During filming for a German tv channel
Timing is also key – a man who cannot commit to you soon enough is not worth your time. As women we shouldn’t give away our precious years as an act of charity or rather desperation. In this case I would advise such a woman to be single and concentrate on herself (actually that’s when the real man appears in her life).
It took my husband one year to propose to me and in less than two years we got married. Now we’re awaiting our first baby. I don’t want to generalize too much and say that my experience is the only road to happiness. I had the advantage of age difference and maturity as my alias. Don’t make this a non-negotiable condition, but I just believe that relationships where the man is older than the woman have higher chances of long term success. We differ in gaining maturity and if a man has his life (and career) figured out, he will want to share all the time and success he achieved with the woman of his dreams. Becoming clear on what you want will help you manifest that in your reality. My husband was looking for the woman of his life and I was open to meeting my prince one day…
In one of our homes
Which places in Côte d’Azur fill you with energy and positivity? Do you prefer an active holiday or leisurely romantic walks?

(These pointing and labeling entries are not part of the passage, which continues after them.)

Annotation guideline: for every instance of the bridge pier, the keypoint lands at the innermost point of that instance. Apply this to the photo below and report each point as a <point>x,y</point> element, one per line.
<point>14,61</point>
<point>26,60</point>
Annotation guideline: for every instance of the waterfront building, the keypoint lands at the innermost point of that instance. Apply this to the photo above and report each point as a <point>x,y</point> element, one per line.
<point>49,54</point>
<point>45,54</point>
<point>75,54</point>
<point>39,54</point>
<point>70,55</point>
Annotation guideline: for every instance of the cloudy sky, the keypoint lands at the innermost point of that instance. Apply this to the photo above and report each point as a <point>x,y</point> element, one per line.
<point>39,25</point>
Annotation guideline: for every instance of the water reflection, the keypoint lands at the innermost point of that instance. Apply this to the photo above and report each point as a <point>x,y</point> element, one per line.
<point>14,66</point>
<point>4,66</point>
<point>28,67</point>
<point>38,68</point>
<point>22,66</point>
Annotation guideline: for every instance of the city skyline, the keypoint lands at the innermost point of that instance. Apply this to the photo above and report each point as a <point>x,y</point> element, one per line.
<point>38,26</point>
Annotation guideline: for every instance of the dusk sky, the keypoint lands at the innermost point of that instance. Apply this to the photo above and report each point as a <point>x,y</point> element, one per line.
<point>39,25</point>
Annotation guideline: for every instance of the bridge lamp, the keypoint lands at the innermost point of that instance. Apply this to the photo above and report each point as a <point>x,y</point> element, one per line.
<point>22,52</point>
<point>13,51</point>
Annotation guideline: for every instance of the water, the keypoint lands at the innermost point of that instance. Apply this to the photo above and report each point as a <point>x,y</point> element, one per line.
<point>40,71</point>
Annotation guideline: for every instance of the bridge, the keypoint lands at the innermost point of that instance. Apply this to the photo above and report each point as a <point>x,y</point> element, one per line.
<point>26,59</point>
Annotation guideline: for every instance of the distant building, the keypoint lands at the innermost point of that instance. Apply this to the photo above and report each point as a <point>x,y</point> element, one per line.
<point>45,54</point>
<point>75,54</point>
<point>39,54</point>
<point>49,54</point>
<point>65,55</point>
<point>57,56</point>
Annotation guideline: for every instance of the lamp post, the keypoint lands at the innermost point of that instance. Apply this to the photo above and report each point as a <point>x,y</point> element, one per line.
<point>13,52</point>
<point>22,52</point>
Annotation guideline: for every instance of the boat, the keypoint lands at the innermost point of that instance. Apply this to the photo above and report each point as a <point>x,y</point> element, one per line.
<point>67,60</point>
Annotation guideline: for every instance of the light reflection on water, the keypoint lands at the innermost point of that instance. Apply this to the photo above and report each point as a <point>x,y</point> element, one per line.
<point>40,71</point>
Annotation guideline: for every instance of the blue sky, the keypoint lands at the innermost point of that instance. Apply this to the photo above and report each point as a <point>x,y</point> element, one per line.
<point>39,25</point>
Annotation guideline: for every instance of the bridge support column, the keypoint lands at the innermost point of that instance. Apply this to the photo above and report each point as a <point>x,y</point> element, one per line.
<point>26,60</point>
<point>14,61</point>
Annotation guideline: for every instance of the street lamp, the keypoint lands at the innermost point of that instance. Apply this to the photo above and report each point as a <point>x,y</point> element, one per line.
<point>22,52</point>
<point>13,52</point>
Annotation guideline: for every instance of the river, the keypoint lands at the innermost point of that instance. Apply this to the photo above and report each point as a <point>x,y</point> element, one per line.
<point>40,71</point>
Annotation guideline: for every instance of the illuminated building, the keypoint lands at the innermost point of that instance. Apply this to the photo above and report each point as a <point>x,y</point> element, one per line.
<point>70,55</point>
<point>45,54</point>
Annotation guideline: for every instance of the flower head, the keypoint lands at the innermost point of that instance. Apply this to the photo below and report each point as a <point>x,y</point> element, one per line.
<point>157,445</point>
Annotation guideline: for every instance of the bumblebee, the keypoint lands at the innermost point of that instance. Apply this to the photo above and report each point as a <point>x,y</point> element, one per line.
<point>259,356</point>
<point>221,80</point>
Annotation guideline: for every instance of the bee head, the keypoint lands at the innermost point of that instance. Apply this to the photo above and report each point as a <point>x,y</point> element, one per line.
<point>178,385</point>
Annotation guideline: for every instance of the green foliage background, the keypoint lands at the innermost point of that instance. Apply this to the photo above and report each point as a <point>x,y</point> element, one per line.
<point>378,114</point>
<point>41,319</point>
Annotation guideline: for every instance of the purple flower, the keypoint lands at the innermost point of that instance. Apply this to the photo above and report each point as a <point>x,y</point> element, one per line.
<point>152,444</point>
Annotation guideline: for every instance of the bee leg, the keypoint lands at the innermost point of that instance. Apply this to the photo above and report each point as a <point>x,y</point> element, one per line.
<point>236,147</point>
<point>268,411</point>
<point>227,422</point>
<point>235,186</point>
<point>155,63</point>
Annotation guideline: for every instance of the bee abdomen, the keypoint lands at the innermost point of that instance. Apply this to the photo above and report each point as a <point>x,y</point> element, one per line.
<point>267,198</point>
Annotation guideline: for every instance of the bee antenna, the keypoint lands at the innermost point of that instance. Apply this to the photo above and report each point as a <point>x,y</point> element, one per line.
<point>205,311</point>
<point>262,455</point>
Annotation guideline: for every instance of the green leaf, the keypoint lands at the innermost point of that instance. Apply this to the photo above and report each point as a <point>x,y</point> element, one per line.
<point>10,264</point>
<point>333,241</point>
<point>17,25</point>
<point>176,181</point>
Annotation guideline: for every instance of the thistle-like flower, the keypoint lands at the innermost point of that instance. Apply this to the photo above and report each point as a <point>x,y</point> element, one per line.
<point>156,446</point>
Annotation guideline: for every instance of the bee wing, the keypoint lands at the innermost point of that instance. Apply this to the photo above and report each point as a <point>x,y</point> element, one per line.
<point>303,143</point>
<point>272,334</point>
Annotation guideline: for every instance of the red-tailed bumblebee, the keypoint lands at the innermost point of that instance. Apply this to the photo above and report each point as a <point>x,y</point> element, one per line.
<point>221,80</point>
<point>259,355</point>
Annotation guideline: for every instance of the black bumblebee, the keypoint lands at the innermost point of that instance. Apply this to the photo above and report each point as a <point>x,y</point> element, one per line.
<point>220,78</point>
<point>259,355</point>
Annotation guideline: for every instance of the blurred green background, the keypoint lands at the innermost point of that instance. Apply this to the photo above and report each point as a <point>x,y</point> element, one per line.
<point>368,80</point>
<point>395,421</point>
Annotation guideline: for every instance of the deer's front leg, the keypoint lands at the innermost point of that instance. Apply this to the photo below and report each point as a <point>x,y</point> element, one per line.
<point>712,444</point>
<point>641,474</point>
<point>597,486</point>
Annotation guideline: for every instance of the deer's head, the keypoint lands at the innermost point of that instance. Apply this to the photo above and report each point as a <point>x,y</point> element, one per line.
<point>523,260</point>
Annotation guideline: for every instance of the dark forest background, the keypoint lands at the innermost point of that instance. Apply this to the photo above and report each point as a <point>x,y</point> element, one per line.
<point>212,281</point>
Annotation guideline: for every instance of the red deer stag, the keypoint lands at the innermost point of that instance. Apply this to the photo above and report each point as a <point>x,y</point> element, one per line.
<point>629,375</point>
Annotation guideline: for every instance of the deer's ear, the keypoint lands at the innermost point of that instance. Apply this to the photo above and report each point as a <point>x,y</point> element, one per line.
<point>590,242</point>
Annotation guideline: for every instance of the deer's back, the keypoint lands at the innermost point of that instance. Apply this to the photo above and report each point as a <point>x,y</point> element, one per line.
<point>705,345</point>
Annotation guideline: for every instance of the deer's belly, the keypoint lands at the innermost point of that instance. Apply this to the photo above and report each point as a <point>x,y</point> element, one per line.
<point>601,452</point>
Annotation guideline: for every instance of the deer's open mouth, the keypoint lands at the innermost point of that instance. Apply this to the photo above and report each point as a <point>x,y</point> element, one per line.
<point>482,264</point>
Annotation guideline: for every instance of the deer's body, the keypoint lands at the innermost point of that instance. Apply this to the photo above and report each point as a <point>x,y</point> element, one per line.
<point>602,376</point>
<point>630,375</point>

I’m often compared to Brigitte Bardot and as a couple we have a strong presence. People don’t forget us. Trying not to sound pretentious – we fit into the image of the jet set from the 60s and 70s, BB and Gunter Sachs etc. The great thing about Côte d’Azur is that you can have both glamor and pure nature in the distance of a 10 minute drive. You have the mountains and the sea. You can escape for the weekend to Italy… I fell in love with Monaco during my stay in the winter time. Having constant sunshine, mild temperatures and sea view definitely beat the winter blues. It’s also more authentic compared to the overcrowded with tourists summertime. Me and my husband are very social, so we are regular guests at local famous beach clubs. We balance our social life with more quiet moments – walks in the close by mountains or romantic strolls in seaside towns such as Beaulieu-sur-Mer, Saint-Jean-Cap-Ferrat or Menton. Following the footsteps of Brigitte Bardot, we love to revisit St Tropez. I truly understand why BB favors this once fishermen’s village…
Villa Ephrussi de Rothschild
As a successful and happy woman, what would you wish to people who still have the big steps ahead of them? Could you give some advice on achieving your cherished goal?
I believe that what took me to the place where I am today is my self awareness. It’s very easy and comfortable to live your life on autopilot and to never get out of your comfort zone. Because of my upbringing on different continents and different countries, I was very early on aware of different lifestyles and that we are actively responsible for what life brings us through our decisions. If I saw signs of stagnation, I would take action to break the cycle. This resulted in taking leaps instead of baby steps. I know that it’s easier said than done and that it seems scary, but trust me, life is too precious and short to live it in a mediocre way. I always had big dreams. It’s human to have doubts and fall on the way, but it’s crucial to have your goals always in place. And appreciate the “now”, feel gratitude for what you have already. That will build confidence in the future. Start with yourself before correcting others. Practicing healthy self love will guide you through situations and turbulent times. My final advice is to cultivate a spiritual life. There will be times when only God can take you out of the dark spot you are in. I had a share of my difficult experiences and only trust in the transcendent saved me.